Limitations & Future Work

  • Scalability limits of NN verification: Current experiments are on vision models (MNIST/CIFAR-10 level) and cannot be directly applied to Transformers/LLMs. The framework can scale automatically as verification tools improve.
  • Computational costs are 100-10,000x higher, making it impractical for real-time MI analysis.
  • Verification is limited to vision models; circuit discovery in NLP/language models (e.g., IOI circuit) is not yet addressed.
  • Minimality guarantees depend on the choice of faithfulness predicate \(\Phi\); different \(\delta\) thresholds may lead to different results.
  • vs ACDC (Conmy et al., 2023): ACDC uses sampling + KL divergence thresholds for greedy search and serves as the sampling baseline. This work's provable method improves robustness from ~40% to 100% with comparable circuit sizes.
  • vs Adolfi et al. (2025): They proposed quasi-minimality as a criterion. This work extends this to a four-level hierarchy and proves stronger guarantees and algorithm convergence.

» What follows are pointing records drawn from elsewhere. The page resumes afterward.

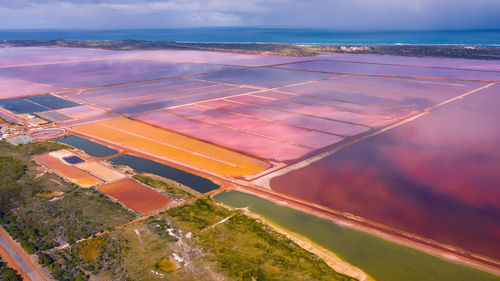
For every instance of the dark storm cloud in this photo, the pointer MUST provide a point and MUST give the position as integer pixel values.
(336, 14)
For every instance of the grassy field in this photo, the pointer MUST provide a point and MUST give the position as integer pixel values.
(381, 259)
(195, 242)
(42, 211)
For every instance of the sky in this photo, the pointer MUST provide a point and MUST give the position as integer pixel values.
(361, 15)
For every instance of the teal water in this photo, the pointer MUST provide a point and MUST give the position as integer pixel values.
(268, 35)
(143, 165)
(90, 147)
(381, 259)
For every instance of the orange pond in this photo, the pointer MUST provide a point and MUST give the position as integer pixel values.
(136, 196)
(73, 174)
(171, 146)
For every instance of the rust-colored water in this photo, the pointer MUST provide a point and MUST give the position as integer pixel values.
(136, 196)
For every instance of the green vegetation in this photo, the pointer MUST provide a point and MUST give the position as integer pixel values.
(7, 273)
(381, 259)
(197, 241)
(87, 258)
(166, 265)
(40, 222)
(247, 249)
(169, 190)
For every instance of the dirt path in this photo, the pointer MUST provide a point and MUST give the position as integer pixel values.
(18, 259)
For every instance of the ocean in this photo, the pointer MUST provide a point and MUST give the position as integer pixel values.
(268, 35)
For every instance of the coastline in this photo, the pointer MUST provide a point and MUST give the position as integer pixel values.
(465, 51)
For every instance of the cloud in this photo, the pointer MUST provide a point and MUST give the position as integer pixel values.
(336, 14)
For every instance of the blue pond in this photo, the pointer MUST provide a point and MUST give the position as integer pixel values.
(142, 165)
(34, 104)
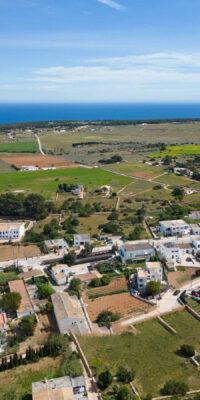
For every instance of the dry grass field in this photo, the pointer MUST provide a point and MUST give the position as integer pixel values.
(40, 161)
(9, 252)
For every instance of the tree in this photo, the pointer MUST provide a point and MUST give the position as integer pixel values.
(178, 193)
(187, 350)
(105, 379)
(45, 290)
(125, 374)
(10, 302)
(69, 258)
(173, 387)
(124, 393)
(152, 288)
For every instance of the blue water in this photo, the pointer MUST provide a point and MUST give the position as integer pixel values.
(52, 112)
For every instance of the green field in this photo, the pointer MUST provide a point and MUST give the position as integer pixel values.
(19, 147)
(46, 182)
(151, 352)
(177, 151)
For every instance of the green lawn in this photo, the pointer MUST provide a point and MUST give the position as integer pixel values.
(46, 183)
(176, 151)
(18, 147)
(151, 352)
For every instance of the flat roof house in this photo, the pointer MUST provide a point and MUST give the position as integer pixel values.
(68, 314)
(137, 250)
(55, 245)
(81, 240)
(59, 274)
(12, 230)
(26, 307)
(152, 272)
(64, 388)
(174, 227)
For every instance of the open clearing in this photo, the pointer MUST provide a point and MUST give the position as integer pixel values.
(18, 147)
(9, 252)
(175, 151)
(179, 278)
(39, 161)
(151, 352)
(46, 182)
(123, 304)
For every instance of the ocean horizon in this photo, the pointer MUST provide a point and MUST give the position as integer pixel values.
(11, 113)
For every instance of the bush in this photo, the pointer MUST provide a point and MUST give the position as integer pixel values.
(125, 374)
(173, 387)
(105, 379)
(187, 350)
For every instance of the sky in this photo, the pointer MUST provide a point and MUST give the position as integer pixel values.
(83, 51)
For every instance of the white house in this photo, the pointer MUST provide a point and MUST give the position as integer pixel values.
(175, 249)
(174, 227)
(12, 230)
(194, 215)
(152, 272)
(81, 240)
(59, 274)
(195, 229)
(137, 250)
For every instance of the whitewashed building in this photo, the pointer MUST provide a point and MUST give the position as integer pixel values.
(60, 273)
(137, 250)
(174, 227)
(152, 272)
(81, 240)
(12, 230)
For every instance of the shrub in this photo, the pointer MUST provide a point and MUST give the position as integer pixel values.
(125, 374)
(105, 379)
(173, 387)
(187, 350)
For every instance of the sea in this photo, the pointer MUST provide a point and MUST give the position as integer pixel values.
(10, 113)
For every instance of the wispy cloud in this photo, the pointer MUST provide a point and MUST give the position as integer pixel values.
(148, 69)
(112, 4)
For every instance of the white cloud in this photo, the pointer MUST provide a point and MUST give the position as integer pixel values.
(135, 70)
(112, 4)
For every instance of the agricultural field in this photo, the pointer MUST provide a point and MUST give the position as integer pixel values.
(13, 252)
(46, 182)
(178, 151)
(39, 161)
(123, 304)
(151, 352)
(138, 170)
(19, 147)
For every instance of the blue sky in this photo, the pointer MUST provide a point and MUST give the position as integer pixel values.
(99, 51)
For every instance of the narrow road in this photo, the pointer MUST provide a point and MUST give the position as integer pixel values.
(40, 146)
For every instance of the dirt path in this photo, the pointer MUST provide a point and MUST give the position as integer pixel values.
(40, 146)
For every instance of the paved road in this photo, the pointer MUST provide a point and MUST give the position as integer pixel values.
(39, 144)
(168, 303)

  • vs AlphaSteer/ASIDE: These methods manipulate behavior at the activation/embedding level, while this work understands behavior at the circuit level. AlphaSteer's null-space constraints can be viewed as a soft definition of a "circuit."

Rating

  • Novelty: ⭐⭐⭐⭐⭐ First to introduce NN verification into MI; the four-level minimality hierarchy and monotonicity theory are original theoretical contributions.

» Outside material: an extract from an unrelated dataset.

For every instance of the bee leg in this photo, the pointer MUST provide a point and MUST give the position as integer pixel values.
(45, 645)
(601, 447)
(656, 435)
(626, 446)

  • Experimental Thoroughness: ⭐⭐⭐⭐ 4 datasets × 3 types of guarantees × multiple algorithm comparisons, though limited to small vision models.
  • Writing Quality: ⭐⭐⭐⭐⭐ Rigorous theoretical derivations, clear structure (Definition-Proposition-Algorithm), and intuitive Siamese encoding diagrams.
  • Value: ⭐⭐⭐⭐⭐ Establishes a formal foundation for MI and represents a significant theoretical advancement in the field of circuit discovery.